Lo stallo - è stato illustrato in un comunicato - derivava dal fatto che una parte del percorso della nuova
circonvallazione (e precisamente il tratto in cui sorgerà il nuovo viadotto sul fiume Toce, circa 500 metri a
valle dell'attuale sulla statale 34) attraversa la Riserva naturale speciale del Fondo Toce, area classificata
'Sito d'importanza comunitaria'. L'articolo 6 della legge regionale no.51/24.4.1990 istitutiva della Riserva
proibisce infatti espressamente di "costruire nuove strade ed ampliare le esistenti se non in funzione delle
attività agricole presenti o della fruibilità della Riserva" e in sede di Conferenza dei servizi ha fermato
l'
iter delle autorizzazioni. Il disegno di legge approvato dalla giunta regionale ha modificato l'articolo
6 della legge, autorizzando entro i confini del parco la realizzazione "di infrastrutture ed impianti previsti
da piani e programmi di rilievo regionale e nazionale, ovvero da piani di settore", a condizione che venga
preventivamente stipulata un'apposita convenzione con la Regione Piemonte e sentito il parere dell'Ente di gestione.

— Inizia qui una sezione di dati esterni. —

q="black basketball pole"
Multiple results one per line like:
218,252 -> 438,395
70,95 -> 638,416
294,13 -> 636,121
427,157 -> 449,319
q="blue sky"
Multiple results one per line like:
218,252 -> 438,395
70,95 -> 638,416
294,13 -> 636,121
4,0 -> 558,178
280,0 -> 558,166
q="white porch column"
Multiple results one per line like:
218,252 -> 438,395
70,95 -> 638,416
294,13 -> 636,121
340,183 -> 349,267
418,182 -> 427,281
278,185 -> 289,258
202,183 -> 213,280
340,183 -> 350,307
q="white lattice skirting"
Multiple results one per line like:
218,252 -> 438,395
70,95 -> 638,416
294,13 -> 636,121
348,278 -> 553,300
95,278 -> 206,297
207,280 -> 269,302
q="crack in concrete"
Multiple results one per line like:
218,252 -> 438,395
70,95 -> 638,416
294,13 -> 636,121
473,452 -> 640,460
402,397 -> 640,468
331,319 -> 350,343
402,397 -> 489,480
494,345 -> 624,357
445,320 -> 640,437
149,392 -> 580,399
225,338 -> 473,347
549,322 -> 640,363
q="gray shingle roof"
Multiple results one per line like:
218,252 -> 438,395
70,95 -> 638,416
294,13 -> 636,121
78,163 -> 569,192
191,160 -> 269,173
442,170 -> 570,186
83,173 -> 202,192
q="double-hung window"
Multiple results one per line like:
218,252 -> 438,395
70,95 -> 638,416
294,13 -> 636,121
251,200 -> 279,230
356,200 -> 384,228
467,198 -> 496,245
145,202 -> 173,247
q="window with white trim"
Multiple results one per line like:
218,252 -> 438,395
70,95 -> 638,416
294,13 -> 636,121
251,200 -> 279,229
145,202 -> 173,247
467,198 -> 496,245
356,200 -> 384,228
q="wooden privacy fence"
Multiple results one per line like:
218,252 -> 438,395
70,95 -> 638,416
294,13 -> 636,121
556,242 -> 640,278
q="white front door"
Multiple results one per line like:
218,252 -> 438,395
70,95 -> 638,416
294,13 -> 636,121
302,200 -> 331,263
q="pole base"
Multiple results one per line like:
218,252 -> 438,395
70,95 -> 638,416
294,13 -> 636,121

Al disegno di legge è stato assegnato l'
iter di urgenza per consentire l'approvazione più rapida possibile
e il conseguente inizio dei lavori. «È un ostacolo di carattere puramente normativo - sostiene Racchelli - dal
momento che sull'opera sono stati espressi pareri favorevoli sia in sede di valutazione d'impatto ambientale
sia in ripetuti incontri fra Ente di gestione dei parchi e delle riserve naturali del Lago Maggiore, settore beni
ambientali della Regione e la Provincia del Vco, che ha progettato l'intervento. Le valutazioni sono concordi:
la strada non incide sull'
habitat naturale del parco perché attraversa una zona a colture floricole e
seminativi, e il considerevole impegno progettuale a realizzare opere di compensazione ambientale consentirà di
mantenere intatto e anzi migliorare il ruolo naturalistico svolto dal corso del Toce come corridoio ecologico».
L'opera - viene spiegato - è molto attesa perché taglia fuori dal centro di Gravellona il pesante volume di traffico
diretto alle aree industriali, al Sempione e verso l'alto Verbano, e riduce enormemente l'inquinamento ambientale e
acustico come lotto funzionale al collegamento rapido con la circonvallazione di Omegna (di cui è in fase progettuale
il 3° lotto da parte dell'Ares) e le due statali 33 del Sempione e 34 dell'Alto Verbano. Per la sua realizzazione era
stato firmato oltre due anni fa un protocollo d'intesa fra Ministero delle infrastrutture e trasporti, Regione Piemonte,
Provincia del Vco, Ufficio territoriale del governo e Anas. Anche la V commissione consiliare regionale (Ambiente e Parchi)
ha poi approvato la variante ai confini della Riserva Naturale Speciale del Fondo Toce, licenziando il 15 ottobre il disegno
di legge presentato dall'assessore Racchelli.